Au treuil, la macro-faune habituelle, véritable association pariétale se trouve parquée sur quelques mètres carrés. Il y a là l'axe indispensable de toute expédition à la P.S.M., Queffelec soi-même, en jaune canari, haut en couleur et plus encore en verbe, qui règne libéralement sur une tribu de "macarons verts" chasseurs de goupilles et empileurs d'ohms. Équipe héroïque, payant lourdement de sa personne et enchaînée sur place par une responsabilité quasi constante. Il y a aussi les quelques carabiniers nécessaires à la couleur locale, toute la presse dotée cette année de ravissants macarons bleus et le petit contingent habituel de touristes. Autour du treuil, Lagrave, Delteil et M. Lonne-Perret, le dynamique maire d'Arette, tandis que Bidegain et Lépineux sont me dit-on en pleine exploration du marabout, qui abrite là-haut, près des Cayolars, le matériel de l'expédition.

J'avise également un peu partout, des êtres inconnus qui à première vue pourraient être des touristes mais que leur manière d'itinérer à travers les rochers reclassent vite à leur vraie place: ce sont nos collègues espagnols que je distingue bientôt, différemment macaronnés et tout enluminés de plaques et d'insignes. Je fais peu après connaissance avec les plus marquants d'entre eux, Echalecu, Arcaute, Santesteban, de la Hidalga, Eraso, tous à macaron rouge, réservé aux hommes du fond, me précisera-t-on en me remettant le mien. Cet insigne, je le retrouverai encore au revers de trois nouveaux venus: le Toulousain Saunier, ingénieur des services de l'E.D.F., qui bien que novice en fait de grottes a accepté néanmoins la tâche considérable de la topographie souterraine, son aide, l'excellent Casillas et Bernard Clot, pyrénéiste distingué, professeur de langue espagnole et photographe officiel de l'expédition.

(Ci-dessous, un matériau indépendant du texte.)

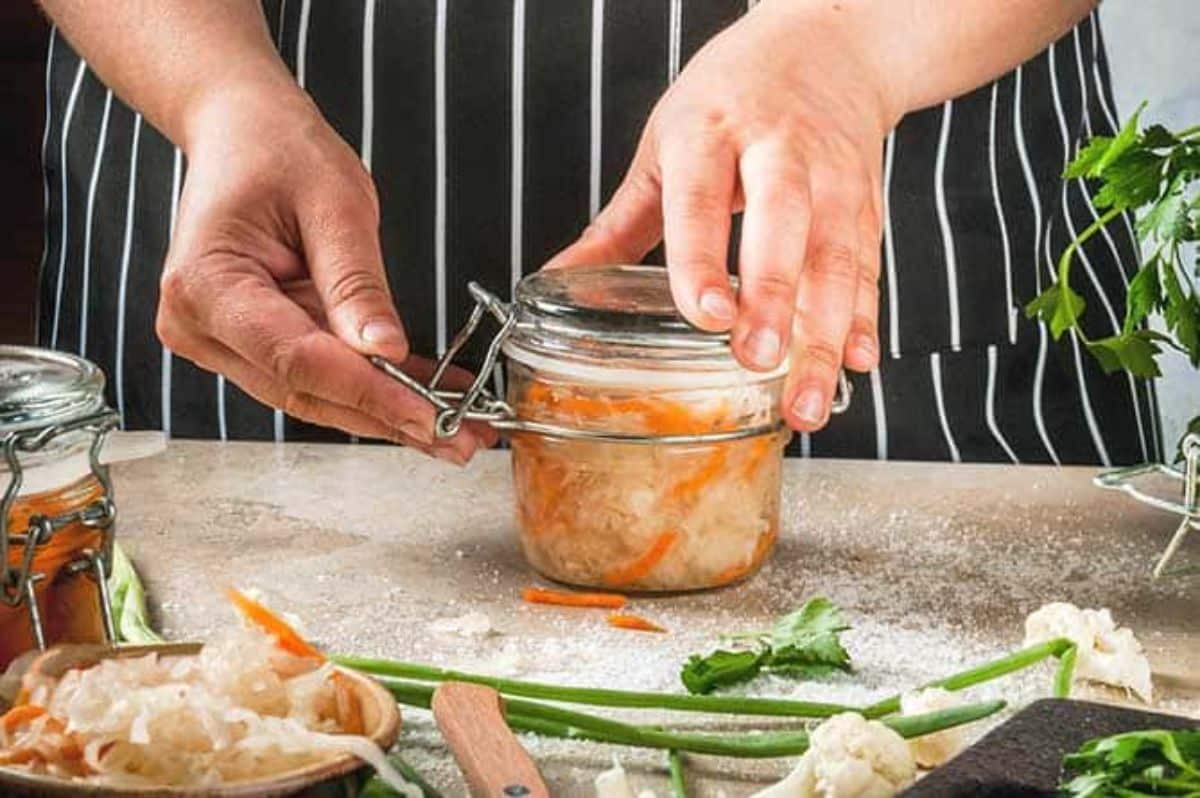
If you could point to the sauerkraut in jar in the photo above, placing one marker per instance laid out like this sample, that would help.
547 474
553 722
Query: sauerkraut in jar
58 513
691 499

Pendant trois jours, s'installe un calme plat apparent, trois jours meublés de travaux sans éclat, et surtout de laborieuses allées et venues du camp au treuil, et vice versa. Pour certains, ce sera le trajet treuil-groupe électrogène, plus abrupt encore, et d'aucuns auront à le connaître jusqu'à trente fois par jour durant la convalescence de ce dernier instrument quelque peu malmené par le parachutage. Fichu pays qui semble oublier l'horizontale.

Les premiers jours d'une expédition à la P.S.M. sont assez ingrats, tout paraît traîner en longueur, on se perd un peu dans tout ce matériel entassé, dans une somme de problèmes pendants et complexes qu'on ne sait par quel bout aborder. Pour peu que le mauvais temps s'y mette, la "machine" s'alanguit, s'alourdit et tarde à se mettre en route. Puis, lorsque la tâche de tous les petits ateliers épars est terminée, que le magma gisant apparaît conditionné en impeccables kits--bags, le puzzle se reconstitue d'un coup et tout va se précipiter dès que commencent les descentes, difficultueuses au début lorsque les "pépins" surgissent en série, puis de plus en plus parfaites, jusqu'au style "prenez vos places, prenez vos billets.." et le rodage est à peine terminé qu'on s'aperçoit que tout le monde est en bas.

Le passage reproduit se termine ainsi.